You don't have a digital odometer readout? Every car sold in the U.S. Went to "on-board diagnostics, version 2, (OBD2) starting with 1996 models and that includes three-digit codes, hence the need to display them a different way. On '95 and older model Chrysler products you still cycle the ignition switch three times but then after a few seconds the Check Engine light will turn off, then start blinking the two-digit codes. You count the number of flashes, wait for a short pause, then count the second number of flashes to get the second digit of that first code. After a longer pause the next code will flash the same way. The last code will always be "55" which just means it's done. If you miscounted, just cycle the ignition switch off and back on once and it will repeat the sequence. Cranking the engine will get it out of that test mode.

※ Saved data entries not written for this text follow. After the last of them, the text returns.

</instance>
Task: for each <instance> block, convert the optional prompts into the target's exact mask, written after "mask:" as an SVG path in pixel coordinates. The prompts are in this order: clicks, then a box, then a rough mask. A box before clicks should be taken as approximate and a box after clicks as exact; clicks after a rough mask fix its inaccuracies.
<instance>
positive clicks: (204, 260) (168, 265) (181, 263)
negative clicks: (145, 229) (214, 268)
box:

Looking back at your original post, you're replacing parts all over the place. There was at least one diagnostic fault code stored in the Engine Computer when the Check Engine light turned on a few weeks ago. If you disconnected the battery when you replaced the alternator, that memory was erased and the valuable information was lost. The alternator itself could have been responsible for the light turning on. Worn brushes are real common and cheap to fix. They will cause intermittent loss of charging often for weeks or months before they fail completely. You would have seen the volts gauge on the dash going down. The fault code would have been "alternator field circuit not switching properly". The voltage regulator is inside the Engine Computer and current through it coming from the alternator is monitored. It turns the Check Engine light on because anything that might adversely affect emissions must turn that light on. Low system voltage affects the fuel pressure, injector opening, and spark voltage, any of which can increase emissions.
How are you checking the fuel pump? It should only run for one second after turning on the ignition switch, then it turns on again during engine rotation, (cranking or running). A lot of people get hung up on the first thing they find not working, meaning fuel pump, but you have to look for anything else that is also dead, in this case, spark. If that's missing there's no use looking at the fuel pump.